What was once baseball's most lopsided division is entirely up for grabs

Updated: July 7, 2014, 4:45 PM ET
By Paul Swydan | ESPN Insider

Jose Reyes AP Photo/Kathy WillensCan Jose Reyes and the Blue Jays win the American League East?

The American League East used to be the best division in baseball. From 2007 through 2012, the East boasted at least half of the American League's 90-win teams. But last year, things changed: Of the six clubs that crossed the 90-win threshold in the AL, just two resided in the East.

The quality of play among the division's elite has regressed even further this season. FanGraphs projects all five AL East teams to finish the year with between 77.8 and 84.2 wins; this time around, it seems unlikely a single team will tally a 90th victory.

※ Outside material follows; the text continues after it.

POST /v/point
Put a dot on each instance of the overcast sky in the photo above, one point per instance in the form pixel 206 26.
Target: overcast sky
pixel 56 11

Still, as the New York Yankees, Boston Red Sox and Tampa Bay Rays all fade, parity in the East has reached what might be an all-time high. In fact, the margin between the highest and lowest projected win totals in the AL East is currently the lowest in all of baseball.

In other words, what was once baseball's most lopsided division is now entirely up for grabs.

Below I have listed each team with its current projected record and playoff odds, according to FanGraphs. And I have looked into our crystal ball to envision two different end-of-season scenarios for each AL East club.


Baltimore Orioles, 84.2-77.8 (projected record), 45.5 percent (playoff odds)

How they win the division

Kevin Gausman remains in the rotation, goes on a tear and becomes the staff ace the team hoped it had in Ubaldo Jimenez. The other starting pitchers continue to defy their decidedly dreadful FIPs. Chris Davis and Manny Machado start hitting the ball with authority again, and Steve Pearce and Nelson Cruz never cool off. The team acquires Daniel Murphy, who gives the O's a huge offensive boost down the stretch.